Kırbaç çıkarıldı ve tekrar Peter üzerinde kullanılmaya hazırdı, ama daha yaklaşamadan Peter başka bir şeyin onu çektiğini hissetti, sonra havaya fırladı ve nereden geldiğini anladığında direnmeyi bırakmıştı.
Cesedi Fex’in önüne indi. Doğru anda, dikenler büyük bir hız ve beceriyle vuruluyordu. Vücudunu delmesinler diye onlara vuruyordu.
“Peter dövüş sanatlarını ne zaman öğrendi?” Diye sordu Nate.
“Yapmadı,” diye yanıtladı Quinn. Peter, Quinn’inkiyle karşılaştırılabilir istatistiklere sahipti. Quinn ile aynı ekipmana sahip olmadıkları için biraz daha kötüydüler ama yine de etkileyiciydi. Ancak, Peter’la ilgili en kötü şeylerden biri, nasıl savaşılacağını gerçekten bilmemesiydi.
Edward ona sadece başını nasıl koruyacağını öğretmişti, daha fazlasını değil, eğer Peter savaşmayı öğrenirse kolayca iyileşirdi.
“Sadece senin bedenini ödünç almak zorunda kalacağım Peter,” dedi Fex.
“Peter’ın vücudu güçlü olsa da, saldırıları engellemek ve kızları vurmak için yeterli olmayacak. Dennis değil; Ben de en iyi dövüşçüyüm ve aynı anda sadece bir kişiyi kontrol edebilir ve kukla olarak kullanabilirim. Sanırım bunu kullanmak zorunda kalacağım.’
“Dennis, buraya gel!” Fex bağırdı.
Dennis indi ve üçü bitkilerin menzilinden geri çekildi.
“Beni bu şekilde kontrol etmenden hoşlanmıyorum, ama eğer o vurabilmem için bunu yapıyorsa, o zaman sorun değil.” Peter dedi.
“Merak etme, bunu kazanacağız,” Gözlerini kapatan Fex kendi içine baktı ve kırmızı alevi gördü. Ona uzandığında, vücudunda sıcak bir his hissetti. Işık elinde oluşmaya başladı ve artık bir cisim görülebiliyordu.
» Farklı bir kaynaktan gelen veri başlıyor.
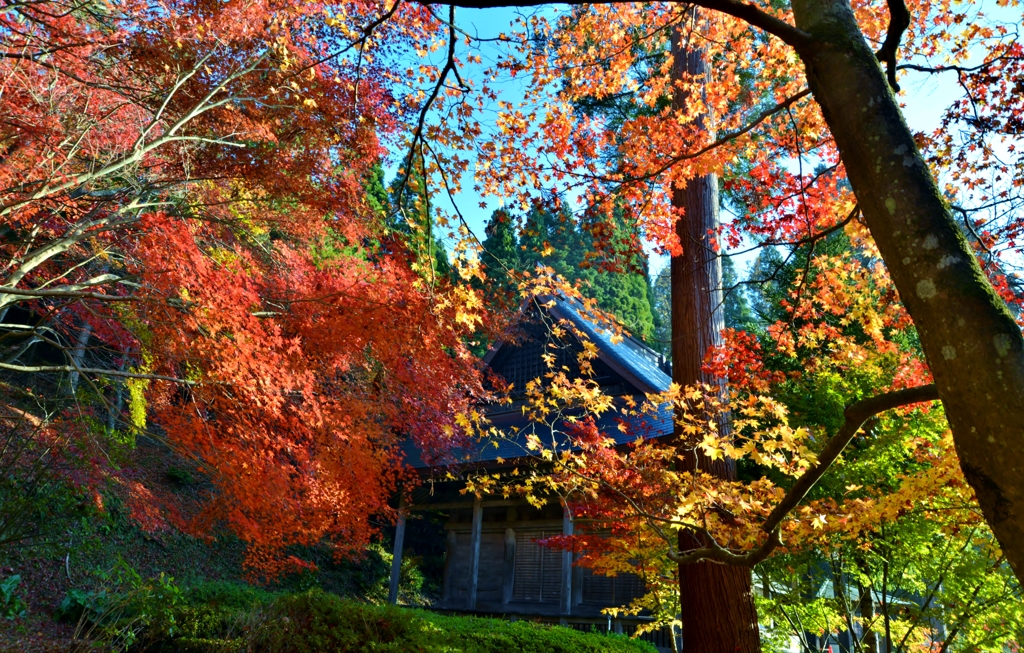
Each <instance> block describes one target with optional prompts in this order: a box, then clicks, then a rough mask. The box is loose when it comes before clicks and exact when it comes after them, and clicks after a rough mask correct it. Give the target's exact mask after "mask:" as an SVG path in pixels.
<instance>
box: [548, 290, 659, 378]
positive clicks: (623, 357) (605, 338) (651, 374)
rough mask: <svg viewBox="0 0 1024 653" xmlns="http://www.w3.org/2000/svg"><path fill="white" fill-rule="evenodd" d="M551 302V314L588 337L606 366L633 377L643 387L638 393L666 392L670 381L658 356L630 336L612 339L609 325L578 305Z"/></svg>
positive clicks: (560, 302)
mask: <svg viewBox="0 0 1024 653" xmlns="http://www.w3.org/2000/svg"><path fill="white" fill-rule="evenodd" d="M554 301H555V305H554V307H553V309H552V313H554V314H555V315H556V316H558V317H562V318H565V319H568V320H569V321H571V322H572V323H573V324H575V327H577V329H579V330H580V331H582V332H584V333H585V334H587V337H588V338H590V339H591V341H592V342H594V344H596V345H597V348H598V351H599V352H600V354H599V355H600V356H601V357H602V358H604V359H605V360H606V361H607V362H609V363H611V364H613V366H615V367H622V368H623V369H620V372H627V373H630V374H632V375H633V376H635V377H636V378H637V381H639V382H640V384H642V386H643V387H638V388H637V389H638V390H640V391H641V392H645V393H656V392H665V391H666V390H668V389H669V386H670V385H671V384H672V378H671V377H669V375H667V374H666V373H665V372H664V371H663V369H662V367H660V365H659V363H660V361H662V358H660V357H659V356H658V354H657V352H655V351H654V350H652V349H651V348H650V347H648V346H647V345H644V344H643V343H641V342H640V341H638V340H636V339H634V338H632V337H630V336H622V337H618V338H615V337H614V331H613V330H612V325H610V324H607V325H602V324H601V323H600V322H599V321H598V320H597V319H596V318H595V317H594V316H593V315H590V314H589V313H588V312H587V310H586V308H584V306H583V305H582V304H581V303H580V302H577V301H574V300H569V299H564V298H556V299H555V300H554ZM609 359H610V360H609ZM614 363H617V364H614Z"/></svg>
Büyüdü ve diğerleri artık dışarıdan tamamen oluştuğunu görebiliyordu.
“Bu onun ruh silahı mı?” Sam dedi.
‘Bu nasıl olabilir?’ Quinn, “Vampirlerin ruh silahları olmadığını düşünüyordum ve Fex en başından beri bir vampirdi. Sadece bu da değil, bu farklı hissettiriyor.”
Kazz, Fex’in elindeki eşyayı gördüğünde gözleri de büyüdü, çünkü onun bir ruh silahı değil, bir kan silahı olduğunu biliyordu.